Le sport est devenu l'une des victimes des luttes politiques intestines de l’élite communiste. L’enjeu de combats internes: comment rattraper le monde moderne, industrialisé, qui a humilié au XIXème siècle la Chine impériale qui jusqu’alors s’était considérée comme le centre du monde. Depuis, pour sortir de leur état semi colonial, pour se libérer de diverses dépendances et de la pauvreté, les Chinois ont essayé maintes méthodes. Ils ont chassé la cour impériale, mais la République a échoué, elle aussi était faible et misérable; cela a ouvert la voie aux communistes.

Devenu le dirigeant du jeune Etat communiste, Mao Zedong ne voulait pas tarder à rétablir la grandeur d’antan de la Chine. Il lança en 1958 le grand bond en avant („trois ans de travail hardi et mille années de bonheur”) qui s’est soldé en catastrophe et en famine. Avec la révolution culturelle en 1966 il a mobilisé de nouveau les masses pour les „rééduquer” dans un esprit égalitaire et réaliser ainsi l’émancipation des Chinois.

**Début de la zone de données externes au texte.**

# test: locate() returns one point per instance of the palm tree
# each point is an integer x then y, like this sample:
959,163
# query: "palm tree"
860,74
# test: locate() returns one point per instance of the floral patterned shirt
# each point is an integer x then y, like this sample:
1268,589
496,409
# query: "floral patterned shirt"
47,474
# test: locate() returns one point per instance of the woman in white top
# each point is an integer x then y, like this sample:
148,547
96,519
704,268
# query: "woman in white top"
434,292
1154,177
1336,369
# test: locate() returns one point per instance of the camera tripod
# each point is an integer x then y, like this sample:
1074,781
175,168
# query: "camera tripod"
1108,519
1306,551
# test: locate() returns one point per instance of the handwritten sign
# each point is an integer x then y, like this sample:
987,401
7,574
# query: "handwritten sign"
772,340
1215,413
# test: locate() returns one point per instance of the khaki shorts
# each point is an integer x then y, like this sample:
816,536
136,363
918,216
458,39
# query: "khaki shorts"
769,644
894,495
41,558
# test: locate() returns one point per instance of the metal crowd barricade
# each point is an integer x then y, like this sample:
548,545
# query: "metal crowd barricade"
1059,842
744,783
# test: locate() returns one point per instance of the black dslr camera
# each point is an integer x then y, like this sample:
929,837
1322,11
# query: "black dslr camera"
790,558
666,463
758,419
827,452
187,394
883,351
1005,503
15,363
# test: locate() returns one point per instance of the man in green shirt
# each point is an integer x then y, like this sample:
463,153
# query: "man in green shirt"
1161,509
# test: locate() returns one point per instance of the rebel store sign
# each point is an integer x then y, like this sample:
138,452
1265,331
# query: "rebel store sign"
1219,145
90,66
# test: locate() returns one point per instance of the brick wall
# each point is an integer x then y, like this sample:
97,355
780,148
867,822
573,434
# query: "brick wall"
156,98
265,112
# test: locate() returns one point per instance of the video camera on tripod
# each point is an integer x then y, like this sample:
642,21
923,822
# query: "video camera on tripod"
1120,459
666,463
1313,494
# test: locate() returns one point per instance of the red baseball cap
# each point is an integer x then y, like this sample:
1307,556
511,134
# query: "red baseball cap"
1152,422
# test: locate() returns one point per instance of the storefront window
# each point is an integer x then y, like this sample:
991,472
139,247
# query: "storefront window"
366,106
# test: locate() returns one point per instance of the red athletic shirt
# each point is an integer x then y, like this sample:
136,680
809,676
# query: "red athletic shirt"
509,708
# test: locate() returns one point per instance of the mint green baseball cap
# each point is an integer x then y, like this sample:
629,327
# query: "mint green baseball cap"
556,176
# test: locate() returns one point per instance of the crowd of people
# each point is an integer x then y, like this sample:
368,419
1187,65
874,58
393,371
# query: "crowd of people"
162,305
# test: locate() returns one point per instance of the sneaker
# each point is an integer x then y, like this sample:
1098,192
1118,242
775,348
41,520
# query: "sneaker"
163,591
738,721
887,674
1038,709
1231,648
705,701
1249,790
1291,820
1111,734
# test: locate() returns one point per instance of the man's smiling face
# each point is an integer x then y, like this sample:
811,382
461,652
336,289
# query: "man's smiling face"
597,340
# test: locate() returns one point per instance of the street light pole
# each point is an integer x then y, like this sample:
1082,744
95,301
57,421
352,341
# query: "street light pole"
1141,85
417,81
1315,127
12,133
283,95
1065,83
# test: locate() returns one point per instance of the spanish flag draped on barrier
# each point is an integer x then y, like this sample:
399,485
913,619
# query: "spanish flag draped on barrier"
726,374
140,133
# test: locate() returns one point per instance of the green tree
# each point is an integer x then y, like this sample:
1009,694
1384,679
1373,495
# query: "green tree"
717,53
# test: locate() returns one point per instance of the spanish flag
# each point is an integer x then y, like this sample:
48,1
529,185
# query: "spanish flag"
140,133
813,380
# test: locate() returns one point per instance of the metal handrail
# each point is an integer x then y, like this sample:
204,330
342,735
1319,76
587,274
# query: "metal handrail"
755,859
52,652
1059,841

Nouvel échec, mais après la mort du Grand Timonier un autre dirigeant communiste, Deng Xiaoping, a trouvé une recette qui semblait viable: l’ouverture vers le monde extérieur, et une combinaison astucieuse des méthodes capitalistes avec le socialisme à la chinoise, dirigé par le parti unique - toujours communiste.

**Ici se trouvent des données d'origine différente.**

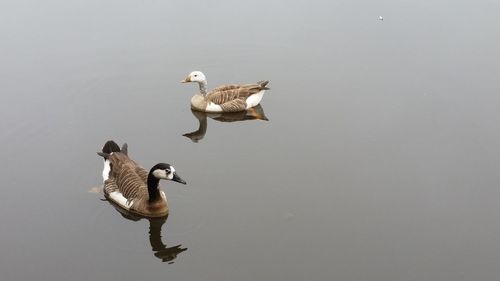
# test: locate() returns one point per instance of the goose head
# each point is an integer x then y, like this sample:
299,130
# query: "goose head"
166,172
195,76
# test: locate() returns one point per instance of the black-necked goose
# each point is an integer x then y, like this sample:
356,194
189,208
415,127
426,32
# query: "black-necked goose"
132,187
226,98
254,113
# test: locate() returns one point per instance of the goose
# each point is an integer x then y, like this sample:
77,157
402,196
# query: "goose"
226,98
132,187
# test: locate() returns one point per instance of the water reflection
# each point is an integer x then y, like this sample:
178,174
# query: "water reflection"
254,113
160,250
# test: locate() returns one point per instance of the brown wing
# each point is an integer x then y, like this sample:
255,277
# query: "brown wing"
232,92
126,176
234,105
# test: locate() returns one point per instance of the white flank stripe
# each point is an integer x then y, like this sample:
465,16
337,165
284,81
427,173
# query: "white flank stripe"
212,107
254,99
106,170
118,198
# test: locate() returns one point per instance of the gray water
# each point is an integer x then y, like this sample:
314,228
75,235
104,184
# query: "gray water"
379,159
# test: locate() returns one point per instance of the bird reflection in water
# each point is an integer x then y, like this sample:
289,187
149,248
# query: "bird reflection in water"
160,250
254,113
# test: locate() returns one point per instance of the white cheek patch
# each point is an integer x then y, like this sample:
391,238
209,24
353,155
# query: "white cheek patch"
171,174
160,174
106,170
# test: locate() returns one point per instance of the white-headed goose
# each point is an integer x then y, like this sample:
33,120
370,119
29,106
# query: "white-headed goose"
132,187
226,98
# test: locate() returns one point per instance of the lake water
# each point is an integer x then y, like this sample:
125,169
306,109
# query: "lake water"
379,160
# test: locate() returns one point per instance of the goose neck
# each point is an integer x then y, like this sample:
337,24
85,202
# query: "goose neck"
203,87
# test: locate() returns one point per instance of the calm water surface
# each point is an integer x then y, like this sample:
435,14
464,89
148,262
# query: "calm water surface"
379,159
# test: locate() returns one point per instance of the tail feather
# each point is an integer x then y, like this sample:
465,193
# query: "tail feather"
109,147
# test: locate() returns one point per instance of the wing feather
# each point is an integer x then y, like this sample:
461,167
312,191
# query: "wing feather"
127,177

Ce n’est pas le système rêvé par les démocrates occidentaux, mais - au prix de nouvelles déchirures - ça marche: après tant de sacrifices du passé, dans les deux dernières décennies la Chine a réalisé enfin son grand bond en avant. Le pays le plus peuplé du globe est devenu l’atelier du monde (qui nous assure des produits bon marché et avale à notre place la pollution causée par cette activité industrielle), une grande puissance industrielle, financière, culturelle et aussi ... sportive. Aux yeux des Chinois, les Jeux de 2008 à Pékin devraient couronner ce progrès: la Chine occuperait enfin la place qui devrait lui revenir dans notre monde globalisé. Voilà un objectif non seulement pour la direction du pays, mais aussi pour les Chinois en général.

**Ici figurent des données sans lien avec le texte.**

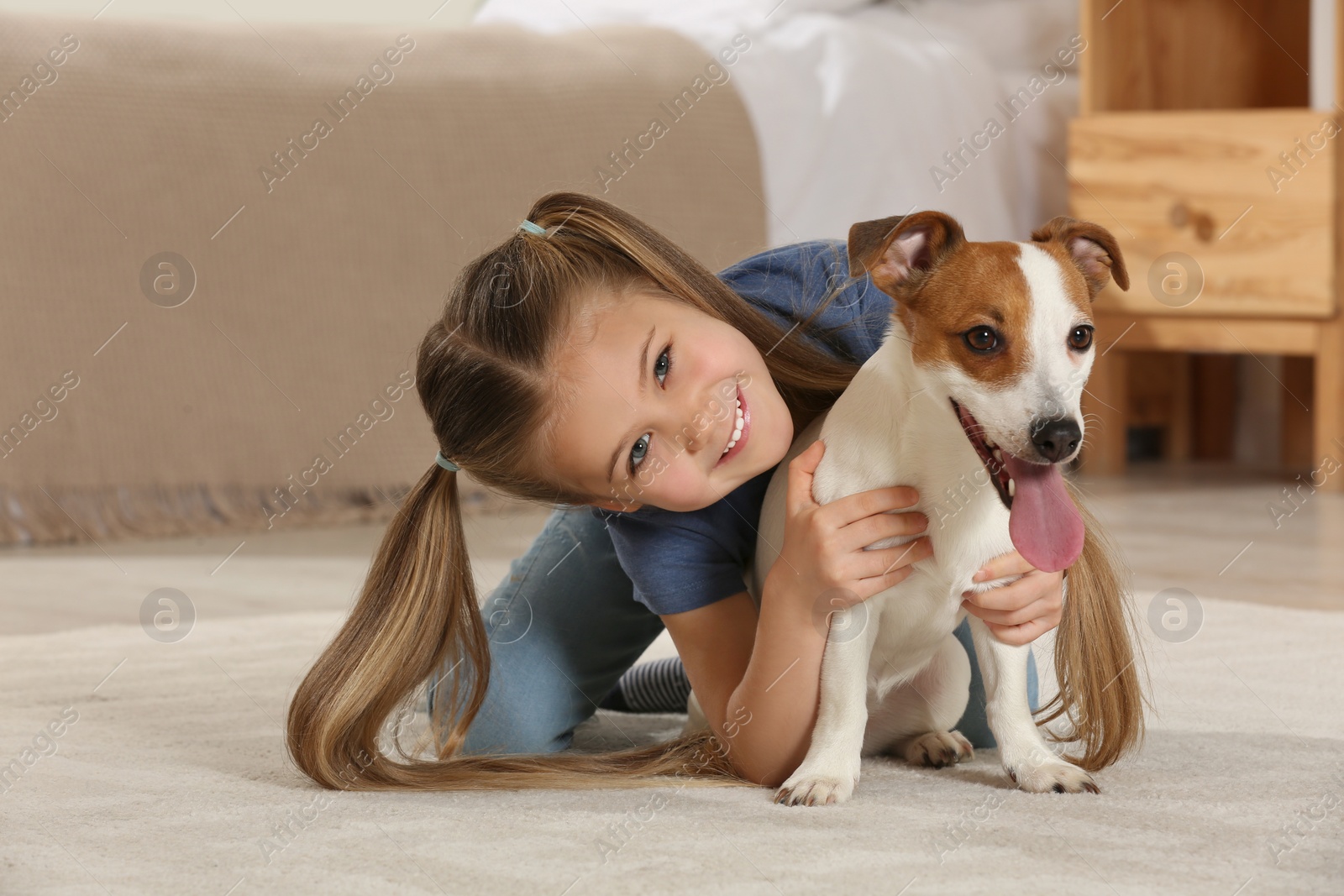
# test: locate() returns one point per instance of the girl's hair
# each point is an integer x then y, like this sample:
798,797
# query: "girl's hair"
486,374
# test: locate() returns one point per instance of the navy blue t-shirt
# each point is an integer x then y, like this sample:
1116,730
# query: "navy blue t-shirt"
685,560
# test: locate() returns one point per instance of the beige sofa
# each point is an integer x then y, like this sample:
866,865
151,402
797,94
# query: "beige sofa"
221,248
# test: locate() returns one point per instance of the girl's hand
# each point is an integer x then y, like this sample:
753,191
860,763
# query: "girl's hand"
823,559
1023,610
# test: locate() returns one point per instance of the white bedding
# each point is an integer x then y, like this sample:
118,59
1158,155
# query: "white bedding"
855,107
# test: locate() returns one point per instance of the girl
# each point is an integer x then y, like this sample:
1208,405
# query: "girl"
589,363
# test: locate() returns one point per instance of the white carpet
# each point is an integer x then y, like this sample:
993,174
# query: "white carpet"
174,779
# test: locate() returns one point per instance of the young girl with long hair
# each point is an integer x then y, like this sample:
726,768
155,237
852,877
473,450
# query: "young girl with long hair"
591,364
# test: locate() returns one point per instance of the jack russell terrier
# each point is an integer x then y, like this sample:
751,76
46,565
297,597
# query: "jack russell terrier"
974,399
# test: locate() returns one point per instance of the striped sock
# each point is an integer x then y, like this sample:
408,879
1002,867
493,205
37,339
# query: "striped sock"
659,685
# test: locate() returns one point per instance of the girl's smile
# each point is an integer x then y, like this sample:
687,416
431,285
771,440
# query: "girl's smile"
664,405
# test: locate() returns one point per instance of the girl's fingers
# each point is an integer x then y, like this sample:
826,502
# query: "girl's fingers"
1005,564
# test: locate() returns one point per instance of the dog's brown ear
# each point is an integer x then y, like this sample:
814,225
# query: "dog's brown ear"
1093,249
893,248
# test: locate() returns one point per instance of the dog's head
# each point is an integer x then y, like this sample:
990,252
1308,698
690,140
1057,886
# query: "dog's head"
1005,332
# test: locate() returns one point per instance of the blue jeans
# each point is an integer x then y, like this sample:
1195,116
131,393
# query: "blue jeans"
564,625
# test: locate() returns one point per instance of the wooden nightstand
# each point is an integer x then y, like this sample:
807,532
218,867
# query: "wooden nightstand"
1198,148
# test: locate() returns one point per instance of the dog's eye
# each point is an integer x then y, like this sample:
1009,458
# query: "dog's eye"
981,338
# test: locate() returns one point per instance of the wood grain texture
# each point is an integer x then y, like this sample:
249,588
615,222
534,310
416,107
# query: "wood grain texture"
1263,244
1194,54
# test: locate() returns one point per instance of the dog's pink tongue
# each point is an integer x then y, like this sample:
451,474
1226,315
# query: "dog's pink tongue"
1045,526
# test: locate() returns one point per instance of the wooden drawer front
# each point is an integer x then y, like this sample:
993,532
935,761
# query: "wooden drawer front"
1265,244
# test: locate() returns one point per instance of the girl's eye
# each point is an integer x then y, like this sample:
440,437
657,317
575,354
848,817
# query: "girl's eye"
640,450
981,338
664,363
642,446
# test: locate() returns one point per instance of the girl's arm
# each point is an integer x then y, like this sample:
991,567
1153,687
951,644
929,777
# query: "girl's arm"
757,673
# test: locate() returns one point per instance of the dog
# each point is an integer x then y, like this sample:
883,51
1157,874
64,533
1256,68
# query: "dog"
974,399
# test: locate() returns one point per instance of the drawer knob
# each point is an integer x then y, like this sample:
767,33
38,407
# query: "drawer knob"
1180,215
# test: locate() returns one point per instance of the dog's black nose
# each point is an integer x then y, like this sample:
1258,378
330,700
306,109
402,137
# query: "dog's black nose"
1057,439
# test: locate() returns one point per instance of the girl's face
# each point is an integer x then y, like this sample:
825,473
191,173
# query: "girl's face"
655,399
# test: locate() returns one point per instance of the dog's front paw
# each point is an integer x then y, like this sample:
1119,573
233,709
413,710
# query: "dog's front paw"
1054,775
938,748
806,789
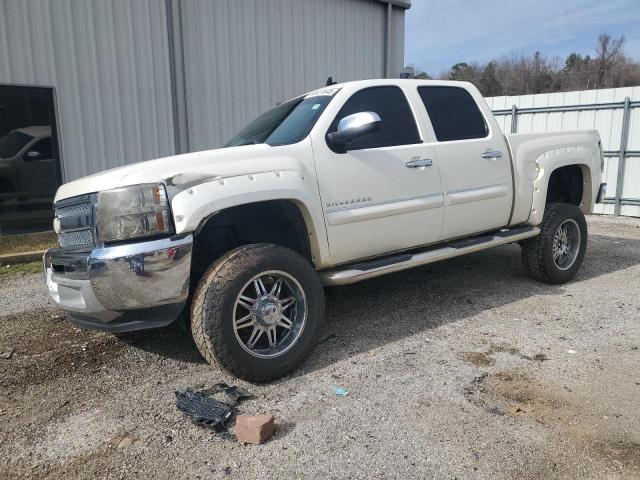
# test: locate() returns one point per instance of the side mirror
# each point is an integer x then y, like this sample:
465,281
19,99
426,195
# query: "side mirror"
351,127
32,155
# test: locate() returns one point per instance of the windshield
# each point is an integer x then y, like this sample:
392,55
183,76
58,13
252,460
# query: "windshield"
285,124
12,143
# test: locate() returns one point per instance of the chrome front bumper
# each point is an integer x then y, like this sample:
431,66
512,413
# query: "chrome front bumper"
123,287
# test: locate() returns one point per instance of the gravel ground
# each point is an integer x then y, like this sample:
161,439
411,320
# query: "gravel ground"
463,369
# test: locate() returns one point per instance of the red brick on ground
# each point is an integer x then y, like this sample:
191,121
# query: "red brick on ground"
254,429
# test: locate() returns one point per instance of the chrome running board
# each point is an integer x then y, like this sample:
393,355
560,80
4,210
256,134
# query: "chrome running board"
381,266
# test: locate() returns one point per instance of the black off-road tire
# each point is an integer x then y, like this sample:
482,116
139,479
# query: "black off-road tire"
213,303
537,252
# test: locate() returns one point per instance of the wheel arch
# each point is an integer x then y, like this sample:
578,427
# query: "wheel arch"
563,175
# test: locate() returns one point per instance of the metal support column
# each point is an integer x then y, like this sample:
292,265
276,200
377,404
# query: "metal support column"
178,77
623,153
387,46
514,119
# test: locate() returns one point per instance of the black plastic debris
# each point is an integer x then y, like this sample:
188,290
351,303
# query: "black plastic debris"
206,411
235,394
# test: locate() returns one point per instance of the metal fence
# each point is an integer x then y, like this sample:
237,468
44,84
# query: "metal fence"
617,121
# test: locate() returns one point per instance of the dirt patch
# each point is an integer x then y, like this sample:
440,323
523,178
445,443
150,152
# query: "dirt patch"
480,359
486,358
566,413
46,347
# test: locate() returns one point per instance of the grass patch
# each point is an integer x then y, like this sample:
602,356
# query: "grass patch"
27,242
21,268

Je sais que ce procéssus n’est pas exempt de contradictions, de pro-blèmes graves, qu’il reste encore un long chemin à faire dans beaucoup de domaines dont celui des droits de l’homme (c’était jadis un long combat en Occident aussi), mais tout cela ne devrait pas peser sur la fête, ombrager les Jeux, envenimer de nouveau les relations du monde extérieur avec la Chine et celle des Chinois avec nous. Non seulement parce que ce pays est déjà une grande puissance, un excellent marché, un fournisseur important, mais aussi à cause de l’histoire. Beaucoup de Chinois portent encore dans leur âme le souvenir des humiliations anciennes. Le communisme chinois, avec son grand bond raté de 1958 et sa révolution culturelle ubuesque, n’était qu’une réaction à ces expériences douloureuses.

Mais quel chemin parcouru depuis la manifestation sportive dont je fus témoin en 1970, quel long marathon pour un milliard et quatre cents millions d’hommes et femmes qui cherchent toujours une meilleure vie et un espace de liberté plus grand. Peut-on les aider dans ces aspirations en les offensant, en perturbant partout le cheminement de la torche (et demain peut-être les Jeux proprement dits), en ciblant les porteurs de la flamme comme Jin Jing et les autres ? Va-t-on ainsi aider à la cause des libertés en Chine ?

Je crois qu’en attaquant de la sorte les Jeux dont les Chinois sont si fiers (indépendamment des sentiments qu’ils nourrissent à propos de leur gouvernement), on risque de renforcer exactement ceux qui prêchent une politique d’isolation nationaliste. Les manifestations anti-Français de ces derniers jours ont déjà montré ce danger. La fièvre anti-occidentale de nombreux jeunes chinois était certes tolérée, mais elle était de toute apparence authentique. Et ce seront eux qui dirigeront un jour la Chine.

Pardonnez-moi ce petit complément au Complément d’enquête.